In the previous issue, an article on health literacy (Rüegg and Abel 2019) raises the provocative question of how much health literacy is confounded by socio-psychological and material factors. The authors hypothesize that the association between health literacy and health can be decomposed into individual health determinants and thus is not a determinant in its own right. Contradicting 50 years of research?

The concept of health literacy was first brought up in the 1970ies and has since evolved to a multilevel concept. While in these early days health literacy was considered the competency of “handling words and numbers in a medical context” (Sorensen et al. 2012), it is now considered to measure the competencies to “access, understand, appraise, and apply health information in order to make judgments and take decisions in everyday life concerning healthcare, disease, prevention and health promotion” (Sorensen et al. 2012). In the era of digital health, the concept must also incorporate new health information resources and technologies and the competencies required to access, understand and appraise them. Methodological approaches to measure digital health literacy range from measuring scales [eHeals (Norman and Skinner 2006)], to Internet-based performance tests (Quinn et al. 2017). However, the literature is still inconclusive on the correlation between digital skills and health literacy (Quinn et al. 2017). Health literacy has also moved from focusing on individual patient skills to populations’ skills, and health professions’, health systems’ and organizations’ competencies in providing information and communicating about health. The latter indicates the potential of change that the original idea of health literacy has evoked. In fact, “public health literacy” has been introduced to accentuate social and civic responsibilities and move from the original individual-level construct to health literacy competencies that benefit communities (Freedman et al. 2009). A large number of health literacy questionnaires developed indicate the need for different approaches to health literacy depending on the purpose and population addressed.
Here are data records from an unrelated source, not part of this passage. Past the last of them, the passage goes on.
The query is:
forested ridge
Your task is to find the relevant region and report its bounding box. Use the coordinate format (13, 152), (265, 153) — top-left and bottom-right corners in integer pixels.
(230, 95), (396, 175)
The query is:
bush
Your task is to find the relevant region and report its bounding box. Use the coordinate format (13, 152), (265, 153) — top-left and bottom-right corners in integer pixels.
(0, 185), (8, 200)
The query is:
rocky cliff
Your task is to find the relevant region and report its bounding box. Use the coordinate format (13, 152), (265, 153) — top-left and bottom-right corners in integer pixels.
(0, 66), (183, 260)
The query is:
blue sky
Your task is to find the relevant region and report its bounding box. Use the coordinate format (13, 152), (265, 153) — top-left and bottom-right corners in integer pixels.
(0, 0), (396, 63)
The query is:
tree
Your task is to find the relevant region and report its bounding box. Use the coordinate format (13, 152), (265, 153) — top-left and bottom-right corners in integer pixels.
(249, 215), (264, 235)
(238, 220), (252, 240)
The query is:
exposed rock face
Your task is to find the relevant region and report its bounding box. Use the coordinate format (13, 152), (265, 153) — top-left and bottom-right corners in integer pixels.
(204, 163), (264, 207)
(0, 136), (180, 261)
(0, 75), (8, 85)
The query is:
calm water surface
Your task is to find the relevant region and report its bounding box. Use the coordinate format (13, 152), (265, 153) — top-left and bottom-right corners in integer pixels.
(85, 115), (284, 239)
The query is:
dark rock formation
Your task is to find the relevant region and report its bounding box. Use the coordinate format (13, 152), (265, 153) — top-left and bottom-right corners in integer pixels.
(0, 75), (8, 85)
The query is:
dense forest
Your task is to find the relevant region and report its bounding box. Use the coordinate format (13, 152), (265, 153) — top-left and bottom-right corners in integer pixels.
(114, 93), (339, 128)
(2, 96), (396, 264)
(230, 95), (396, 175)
We know roughly 250 questionnaires from very specific topics and diseases, target or age groups to general populations (Pelikan and Ganahl 2017), with slightly different conceptual models supporting them.

While it is uncontroversial that health literacy is associated with socioeconomic and demographic factors, authors will consider these factors either as antecedents (Sorensen et al. 2012), mediators (Marmot et al. 1998; Burkert et al. 2013) or confounders (Rüegg and Abel 2019). The term confounding implies that health literacy is not an independent health determinant for health outcomes. Rüegg and Abel (2019) present a model, which visualizes the indirect, via health literacy, and direct effects of socio-psychological and material factors on health behaviors and health. The authors tested their theoretical model empirically with data from the Young Adult Survey Switzerland (YASS) conducted in 2010 and 2011 in Switzerland, a large population-based sample of army recruits. The results indeed yield that in this sample of young, mainly healthy men, three out of six health outcomes investigated can be fully explained by the investigated confounders. The other three models support the confounding hypothesis at least partially. Thus, they put in question the recent accentuation on health literacy in the aim to reach a reduction of health inequalities and disease. Health literacy alone will not suffice, if the underlying causes are not considered by policy makers and the public health community.

The paper by Rüegg and Abel (2019) gives methodologically sound food for thought and points to a potential risk underlying the current focus on health literacy as “one of the most important social determinants for health” (Duong et al. 2017), and is therefore a noteworthy addition to the literature. The results do not disqualify the concept of health literacy, however. First, the results are not widely generalizable due to the all-male young study population. Second, certain factors investigated may be life phase specific (Manganello 2008). Third, one would demand additional studies looking into objective outcomes and other measures of material confounders to support the conclusion. Further, having shown how health literacy is composed of various highly relevant determinants of health, it may actually strengthen the measure as a good proxy indicator of complex psycho-social and material factors. In conclusion, albeit 8578 papers on “health literacy” up to date, the concept, pathways, different contexts and expectations require more research to improve our understanding of the limitations and potential of health literacy.